The fear factor in this game is also very high during the mansion sections. The mansion is claustrophobic and oppressive, and seems far more unsettling than the previous games. The amazingly well-done music and visuals really help sell the experience, and when playing the game I marveled at the degree of queasiness it was able to produce in me. I haven’t felt like that since the underground prison section in Silent Hill 2.
The addition of multiple playable characters isn’t quite as smooth, but it’s still pretty cool. The problem is that there’s no real difference between most of the characters. One of the characters, Kei (the first playable male in the series), has the ability to hide from ghosts, and his camera works slightly differently than the others, but these changes do not improve the game. If anything, the inconsistent camera rules make combat with that character annoyingly difficult. The other problem with the multiple-character approach is that while all three characters add to the same score pool, each of their cameras must be upgraded independently. Since you have to spend score to upgrade a camera, it is pretty easy to max out one character while neglecting the others. There is also some weirdness when it comes to camera upgrades and items: some upgrades apply to all three characters, while others are character-specific.
Fatal Frame III is a lot longer than its predecessors. I finished in about 15 hours, which is pretty long considering that the previous games clocked in at under 10 hours. In fact, the title may be a little too long: once all of the mansion has been uncovered, the game sort of degrades into a shortest-path problem, with few story events or fights in between. Towards the end of the game the developers add in a sort of time limit, which makes traversal of the map more arduous and is generally annoying. I think it would have been a tighter experience if they cut the playtime down a little bit.

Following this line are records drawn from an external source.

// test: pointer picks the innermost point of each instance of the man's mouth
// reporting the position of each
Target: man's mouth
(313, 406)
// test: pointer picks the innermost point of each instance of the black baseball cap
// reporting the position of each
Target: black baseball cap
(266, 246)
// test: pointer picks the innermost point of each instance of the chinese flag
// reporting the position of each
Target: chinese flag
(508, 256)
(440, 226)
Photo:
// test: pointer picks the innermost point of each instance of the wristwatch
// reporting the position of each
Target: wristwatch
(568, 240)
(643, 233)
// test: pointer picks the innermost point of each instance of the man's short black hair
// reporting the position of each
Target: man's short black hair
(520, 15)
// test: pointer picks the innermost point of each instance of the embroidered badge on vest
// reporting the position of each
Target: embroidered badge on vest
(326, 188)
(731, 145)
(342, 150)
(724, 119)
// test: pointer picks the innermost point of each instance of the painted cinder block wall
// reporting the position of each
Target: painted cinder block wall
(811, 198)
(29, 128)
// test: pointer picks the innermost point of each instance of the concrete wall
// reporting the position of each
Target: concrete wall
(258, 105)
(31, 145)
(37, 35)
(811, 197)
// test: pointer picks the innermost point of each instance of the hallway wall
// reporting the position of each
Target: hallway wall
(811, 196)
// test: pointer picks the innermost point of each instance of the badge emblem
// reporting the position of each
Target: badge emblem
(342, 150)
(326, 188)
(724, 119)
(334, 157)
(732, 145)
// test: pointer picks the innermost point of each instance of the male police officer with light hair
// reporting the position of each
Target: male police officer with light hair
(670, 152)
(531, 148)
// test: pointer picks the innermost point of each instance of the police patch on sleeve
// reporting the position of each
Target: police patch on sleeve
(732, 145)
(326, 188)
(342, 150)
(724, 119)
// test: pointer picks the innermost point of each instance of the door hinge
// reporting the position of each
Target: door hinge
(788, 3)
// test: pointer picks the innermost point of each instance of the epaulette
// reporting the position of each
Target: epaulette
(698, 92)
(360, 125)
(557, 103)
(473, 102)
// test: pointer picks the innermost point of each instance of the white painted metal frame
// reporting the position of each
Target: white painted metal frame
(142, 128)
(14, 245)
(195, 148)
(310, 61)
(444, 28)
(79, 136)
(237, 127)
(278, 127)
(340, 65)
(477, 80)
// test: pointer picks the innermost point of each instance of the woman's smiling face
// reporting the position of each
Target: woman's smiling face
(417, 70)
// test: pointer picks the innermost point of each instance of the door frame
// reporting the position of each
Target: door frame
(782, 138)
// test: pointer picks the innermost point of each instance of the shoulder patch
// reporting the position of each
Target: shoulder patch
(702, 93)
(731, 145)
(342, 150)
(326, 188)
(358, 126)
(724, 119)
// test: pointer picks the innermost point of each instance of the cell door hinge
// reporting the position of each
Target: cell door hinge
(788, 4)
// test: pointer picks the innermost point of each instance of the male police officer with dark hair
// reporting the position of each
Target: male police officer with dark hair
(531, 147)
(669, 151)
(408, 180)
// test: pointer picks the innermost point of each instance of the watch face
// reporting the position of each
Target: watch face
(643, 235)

The game only has one major flaw. There are a couple of other minor flaws (the control scheme is beginning to feel a bit long in the tooth, I wished that there were more interesting camera upgrades, and there are a couple of enemies that you have to beat over and over again), but the only huge problem I had with the game was the boss fight. I ranted about this problem already, so I won’t go into it here. Suffice to say that the end boss is so poorly designed that I almost gave up on the game instead of finishing it.
The story in Fatal Frame III is ok. Like previous Tecmo stories, it’s a little less trite than other video game franchises but still fairly trite all the same. It doesn’t really matter: the visuals and characters sell the experience on their own, so the story isn’t all that important to the experience. As usual, the rest of the production is top notch: the visuals are astounding and the audio in particular stands out.
All in all, I liked Fatal Frame III better than most of the other critics. Though the game play is still a bit simplistic, and even though the end boss fight made me want to throw my controller through the screen of my TV, the game still ranks in the top tier of horror games. The concept remains unique and fun, and there’s really nothing about the presentation that can be complained about. And perhaps most importantly, Fatal Frame III is pretty damn scary. While not a masterpiece, I think that Tecmo has done quite well with the third installment of this series.